In each column, you would need to find all possible combinations of four
elements which are within dia distance of each other. Each such combination
will be converted into a block.
One way is to first find all dia-neighbourhoods in a column and then create
4-element combinations out of it. For example, if in a column Mj, we find that
five elements M1j, M6j, M7j, M9j and M12j are within same dia-neighbourhood
then following distinct combinations are possible:
{M1j M6j, M7j, M9j}
{M1j M6j, M7j, M12j}
{M1j M6j, M9j, M12j}
{M1j M7j, M9j, M12j}
{M6j M7j, M9j, M12j}
However, a data element can belong to multiple neighbourhoods and therefore,
redundant combinations can be generated from overlapping dia-neighbourhoods.
Avoid generating two duplicate combinations with all same elements. The
combinations can be only partially overlapping or totally disjoint with each
other. You can think of other ways to generate such combinations from the
As explained above, each block actually represents a unique sum called
signature which is calculated by adding the mapped keys of each data element
from the block. In the example above, a block corresponding to the first
combination: {M1j, M6j, M7j, M9j} will contain the sum of 4 mapped keys: K1 +
K6 + K7 + K9 (as the Figure below). Each rowID is mapped to a separate key.
To match two blocks from different columns, we need to match their signatures.
Collision occurs when two blocks with the same sum or signature value exists
in different columns. As the same block can exist in 2 or more columns, we do
not have prior information about these column ids. The only way is to generate
blocks, find their sum and see if the same sum exists in other columns and
which columns. You can either generate one block and then match, OR generate a
couple of blocks, then do the matching, OR generate all possible blocks in all
columns first and then do the matching.

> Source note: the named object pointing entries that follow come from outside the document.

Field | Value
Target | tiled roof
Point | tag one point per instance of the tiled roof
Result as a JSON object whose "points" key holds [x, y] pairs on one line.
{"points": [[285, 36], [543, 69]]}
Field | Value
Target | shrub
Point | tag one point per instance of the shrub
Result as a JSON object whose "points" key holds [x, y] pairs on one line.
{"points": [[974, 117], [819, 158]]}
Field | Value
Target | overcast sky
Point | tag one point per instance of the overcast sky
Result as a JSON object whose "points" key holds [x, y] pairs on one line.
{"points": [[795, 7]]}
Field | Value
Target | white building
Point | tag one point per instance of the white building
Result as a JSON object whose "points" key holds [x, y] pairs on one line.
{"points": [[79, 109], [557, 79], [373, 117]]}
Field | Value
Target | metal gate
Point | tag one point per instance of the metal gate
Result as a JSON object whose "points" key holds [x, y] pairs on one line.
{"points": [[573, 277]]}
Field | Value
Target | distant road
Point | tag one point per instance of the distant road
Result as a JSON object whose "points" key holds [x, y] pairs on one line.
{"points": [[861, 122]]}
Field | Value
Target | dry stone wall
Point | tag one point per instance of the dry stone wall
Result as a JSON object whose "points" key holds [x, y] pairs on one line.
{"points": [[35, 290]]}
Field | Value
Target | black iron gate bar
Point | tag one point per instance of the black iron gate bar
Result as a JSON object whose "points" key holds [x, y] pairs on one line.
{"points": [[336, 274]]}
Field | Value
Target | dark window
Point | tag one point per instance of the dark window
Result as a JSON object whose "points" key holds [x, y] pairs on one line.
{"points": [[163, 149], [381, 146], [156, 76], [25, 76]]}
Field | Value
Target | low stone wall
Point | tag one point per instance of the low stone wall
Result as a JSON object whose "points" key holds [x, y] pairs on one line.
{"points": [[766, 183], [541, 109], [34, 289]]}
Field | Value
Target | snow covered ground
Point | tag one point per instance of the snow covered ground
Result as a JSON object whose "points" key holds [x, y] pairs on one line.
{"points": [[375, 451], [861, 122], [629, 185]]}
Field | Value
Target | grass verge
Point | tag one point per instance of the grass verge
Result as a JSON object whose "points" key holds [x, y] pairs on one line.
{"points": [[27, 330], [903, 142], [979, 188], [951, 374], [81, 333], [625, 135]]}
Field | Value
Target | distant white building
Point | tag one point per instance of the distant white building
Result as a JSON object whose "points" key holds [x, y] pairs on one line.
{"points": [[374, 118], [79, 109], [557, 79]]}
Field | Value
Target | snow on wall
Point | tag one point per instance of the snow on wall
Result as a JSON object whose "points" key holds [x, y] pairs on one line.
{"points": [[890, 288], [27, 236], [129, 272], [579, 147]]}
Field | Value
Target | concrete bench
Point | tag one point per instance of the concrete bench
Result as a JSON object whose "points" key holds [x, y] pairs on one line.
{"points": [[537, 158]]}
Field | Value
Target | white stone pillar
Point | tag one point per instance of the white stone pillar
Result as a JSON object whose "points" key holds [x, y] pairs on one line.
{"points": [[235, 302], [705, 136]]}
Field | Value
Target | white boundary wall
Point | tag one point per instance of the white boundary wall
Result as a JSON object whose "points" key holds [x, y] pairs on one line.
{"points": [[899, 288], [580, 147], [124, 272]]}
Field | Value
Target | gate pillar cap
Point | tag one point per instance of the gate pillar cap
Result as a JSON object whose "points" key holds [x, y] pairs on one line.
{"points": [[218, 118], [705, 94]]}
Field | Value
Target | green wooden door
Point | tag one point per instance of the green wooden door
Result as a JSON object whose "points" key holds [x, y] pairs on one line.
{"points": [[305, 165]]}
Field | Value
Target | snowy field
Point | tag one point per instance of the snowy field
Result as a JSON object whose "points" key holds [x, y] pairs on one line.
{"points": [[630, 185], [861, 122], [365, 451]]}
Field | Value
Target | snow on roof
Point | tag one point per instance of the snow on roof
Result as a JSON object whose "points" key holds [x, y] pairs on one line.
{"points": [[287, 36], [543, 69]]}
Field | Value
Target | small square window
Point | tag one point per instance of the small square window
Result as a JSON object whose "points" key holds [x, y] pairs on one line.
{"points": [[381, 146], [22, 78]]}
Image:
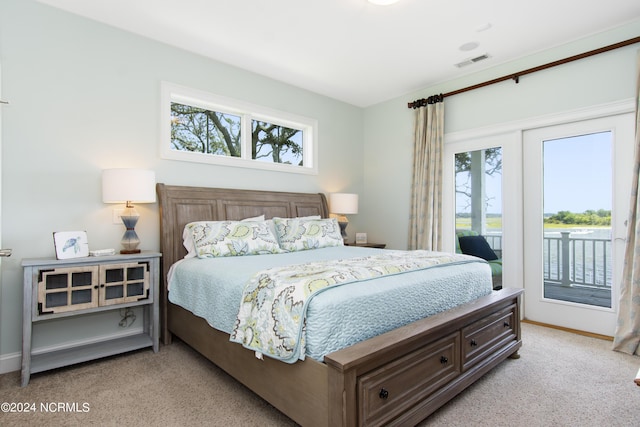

You will need to figure out the
effective way of doing it in parallel.
So the task is to output those blocks which exist in more than 1 column such
that they represent same sum. And the task also involves identifying the
relative columns for each such block. As a post-processing step, you can merge
partially overlapping blocks which were found under the same subset of
columns. For example, if blocks {M1, M2, M3, M4} and {M1, M2, M8, M9} were
detected to be present in columns M1, M5 and M7 and neither of these blocks
exists in any other column, then they can be merged into {M1, M2, M3, M4, M8,
M9}. Only in this last post processing step, a block is allowed to have more
than 4 elements. Such merged blocks in their relevant subsets of columns
should ideally form the final result.
Data and Input Parameters
You should download the dataset data.txt and the keys keys.txt. The data.txt
file contains 4400 x 500 matrix of real numbers between 0 and 1. There are
4400 keys in the keys.txt file and each key is 14-digit long. Remember, we are
interested to know which rowIDs group together in a set of 4 (blocks) and
under which subsets of columns. dia = 1.0e-6 which is 0.000001.